Google Duplicate Content And WordPress – An Unresolved Problem

Of all the topics that come up frequently in SEO discussions, duplicate content is at the head of the list.  It comes up in two contexts.  The first concerns all those scraper sites that are created by spammers to create backlinks and do this by stealing copy from the original, legitimate authors. 

The second context, which is the topic of this article, is the duplicate content that is created by WordPress.  There may be many arguments why duplicate content is good for human readers, but it certainly creates problems with the search engines.
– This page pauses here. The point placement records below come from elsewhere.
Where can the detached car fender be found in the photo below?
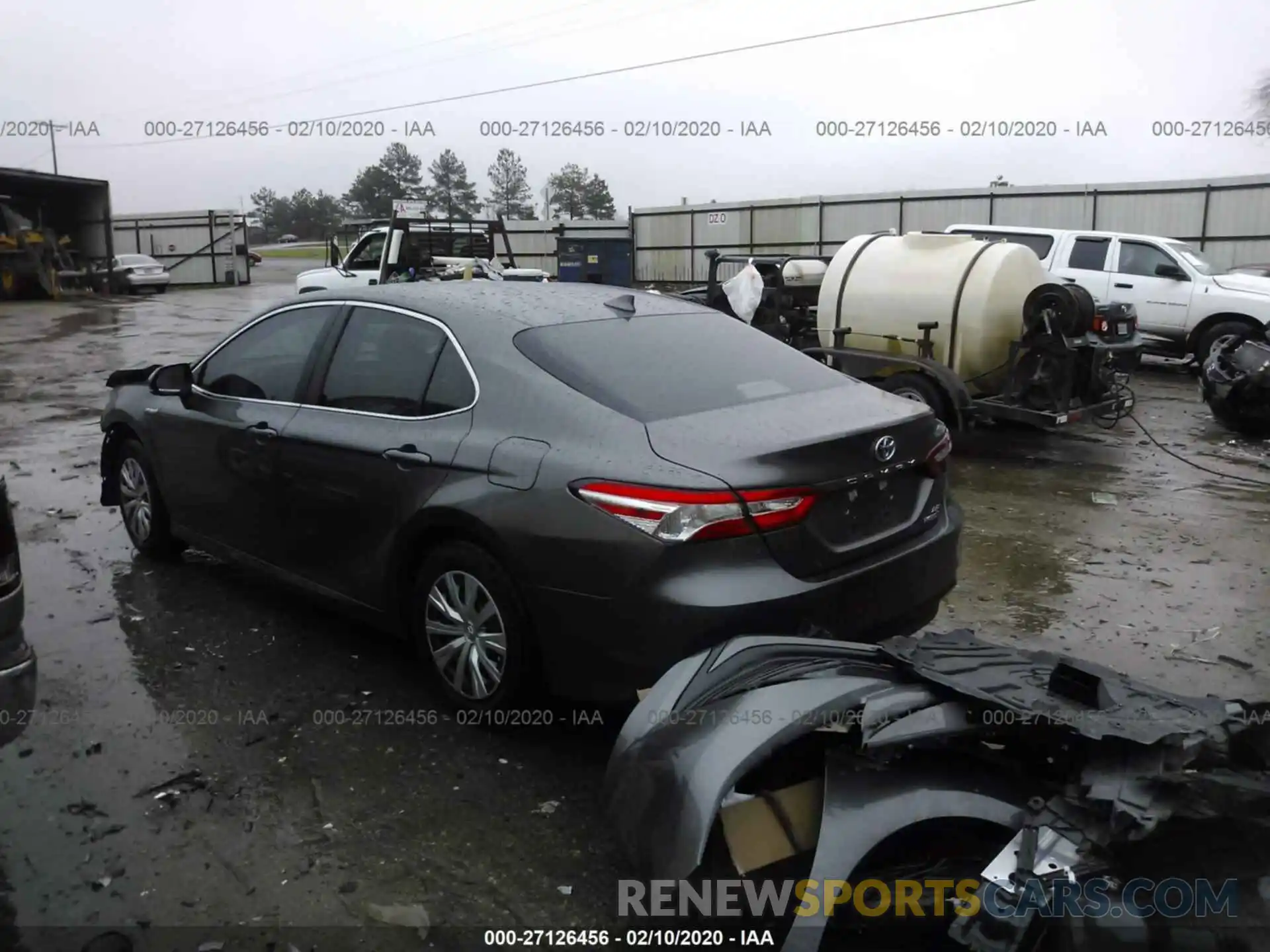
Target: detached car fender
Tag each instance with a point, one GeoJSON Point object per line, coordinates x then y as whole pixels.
{"type": "Point", "coordinates": [702, 728]}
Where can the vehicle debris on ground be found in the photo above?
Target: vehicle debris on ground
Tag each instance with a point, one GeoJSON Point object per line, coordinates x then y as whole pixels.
{"type": "Point", "coordinates": [1028, 775]}
{"type": "Point", "coordinates": [1235, 382]}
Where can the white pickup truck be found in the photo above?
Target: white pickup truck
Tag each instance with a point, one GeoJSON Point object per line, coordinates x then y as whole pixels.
{"type": "Point", "coordinates": [361, 266]}
{"type": "Point", "coordinates": [1184, 302]}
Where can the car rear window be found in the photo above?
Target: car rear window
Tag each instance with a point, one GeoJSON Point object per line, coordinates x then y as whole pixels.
{"type": "Point", "coordinates": [665, 366]}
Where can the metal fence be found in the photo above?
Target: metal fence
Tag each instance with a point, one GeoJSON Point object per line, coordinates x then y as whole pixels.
{"type": "Point", "coordinates": [1226, 219]}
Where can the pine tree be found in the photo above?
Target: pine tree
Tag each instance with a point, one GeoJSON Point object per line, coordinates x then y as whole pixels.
{"type": "Point", "coordinates": [509, 194]}
{"type": "Point", "coordinates": [451, 194]}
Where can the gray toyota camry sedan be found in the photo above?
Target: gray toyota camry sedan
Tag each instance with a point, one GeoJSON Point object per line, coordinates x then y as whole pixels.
{"type": "Point", "coordinates": [540, 485]}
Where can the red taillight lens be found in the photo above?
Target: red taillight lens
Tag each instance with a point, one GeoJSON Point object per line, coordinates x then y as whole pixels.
{"type": "Point", "coordinates": [937, 461]}
{"type": "Point", "coordinates": [680, 516]}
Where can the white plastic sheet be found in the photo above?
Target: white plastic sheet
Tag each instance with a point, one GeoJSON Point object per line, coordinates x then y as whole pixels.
{"type": "Point", "coordinates": [745, 290]}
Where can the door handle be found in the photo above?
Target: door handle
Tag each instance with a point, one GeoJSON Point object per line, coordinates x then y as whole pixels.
{"type": "Point", "coordinates": [408, 456]}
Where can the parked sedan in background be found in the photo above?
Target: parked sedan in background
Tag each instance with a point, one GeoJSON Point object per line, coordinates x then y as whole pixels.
{"type": "Point", "coordinates": [1257, 270]}
{"type": "Point", "coordinates": [140, 272]}
{"type": "Point", "coordinates": [541, 483]}
{"type": "Point", "coordinates": [17, 659]}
The reasons for these problems are really at the heart of a post that Matt Cutts did some years back speaking of his enthusiasm for blog posts and how well Google was handling them.  Minty Fresh Indexing he called it.  The reason why Google was handling them so well was the relatively new BlogSearch and its ability to deal with news feeds.  As he said, a post could be visible in a keyword search within an hour or two as opposed to the much slower spider crawling entry of static web pages.

What was not so clear at the time was the associated problem that news feeds provided a parallel content stream that was almost exactly the same as the blog itself.  In this post we will discuss ways that have been suggested to solve this duplicate content problem and describe the gap that has still been left in creating a complete solution.  We will then offer a  solution to fill that gap.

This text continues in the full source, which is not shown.